TÜRK GENÇLERİ Mİ DEDİ TÜRKİYE GENÇLERİ Mİ?
Aynı şüpheci tavır teşekkür konuşması için de geçerliydi. Nuri Bilge Ceylan, "Son bir yılda hayatını kaybeden Türk gençleri" mi demişti, "Türkiye'nin gençleri" mi? Soma faciasında hayatını kaybedenlerden söz etmiş miydi? Bilemezdik bunları, çünkü 67. Cannes Film Festivali ödül töreni hiçbir yayın organı tarafından canlı olarak yayımlanmadı.
Yayıncı kuruluş Canal+, internet yayınını Altın Palmiye'nin verildiği dakikada kesti. Neyse ki, Lumiere Theatre'de bulunan cevval sinemacılarımızın hızlı tweet atmaları sayesinde Altın Palmiye'nin geldiğini 'zamanında' öğrenebildik.
CEYLAN ŞAŞKINLIĞINI DİLE GETİRDİ

Nuri Bilge Ceylan, Cannes sonrasında şaşkınlığını net bir şekilde dile getirdi ve "Bu yıl Türkiye'den hiçbir televizyon yoktu burada" dedi. Gazetelerin de karnesi iyi değil ama hiç değilse ajanslardan gelen 'konserve' haberlerle yetinmediler ve farklı görevleri nedeniyle Cannes'da olanlardan yazı aldılar.(...)
CANLI YAYIN İÇİN ÇILGIN BİR BÜTÇE GEREKMİYOR
(Tecrübeyle sabit bir bilgi aktarayım, günde yarım saat canlı yayın yapmak çılgın bir bütçe gerektirmiyor. Sponsorun sırtından kâr etmek amacı bir kenara bırakılabilirse tabii. Teknoloji yatırımlarıyla övünen ülkemizin, çok az maliyeti olan 3G yayınını bile yapmamış/yapmak istememiş olmasının mazereti yok.) 


HALUK BİLGİNER SİZ GEZİ'DE DE YOKTUNUZ DEDİ?

Haluk Bilginer, Cannes dönüşü katıldığı televizyon programlarında kırgınlığını ve kızgınlığını saklamadı. "Bütün dünya oradaydı ama siz yoktunuz" dedi. Program sunucuları "Soma sonrası yasta olduğumuz için Cannes'dan yayın yapmadık" deyince de noktayı koydu Bilginer: "Siz zaten Gezi'de de yoktunuz." (...)

YAS YALANINA GEREK YOK

Soma faciasından aylar önce tamamlanması gereken basın akreditasyonları bile yapılmamışken, bütçe ya da yas yalanlarına hiç gerek yoktu. 

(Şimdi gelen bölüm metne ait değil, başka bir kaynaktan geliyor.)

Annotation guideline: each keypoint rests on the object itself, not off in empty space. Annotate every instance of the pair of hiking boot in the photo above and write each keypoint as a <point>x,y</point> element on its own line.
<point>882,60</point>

TÜRKİYE HARİÇ TÜM DÜNYA ORADAYDI

Lafı uzatmadan adını koyalım: Türkiye hariç bütün dünya oradaydı. Başbakan'ın attığı her adımı takip eden, ekonomi zirvelerine tam teşekküllü yayın aracı gönderen, futbol takımlarının hazırlık maçlarını bile canlı yayımlayan televizyonlarımız yoktu. Değerli basınımız Nuri Bilge Ceylan'ı Cannes'da 'yalnız' bıraktı. Şimdi iki kelimelik bir röportaj için ödüllü sinemacının peşinde koşanların, kültür-sanat algısını dönüştüren bir 'görmezden gelme' operasyonunun parçası olduklarını bilmeleri gerekiyor.

Ama unutmasınlar, o yumruk havaya öyle kolay kalkmıyor ve hep havada durmuyor.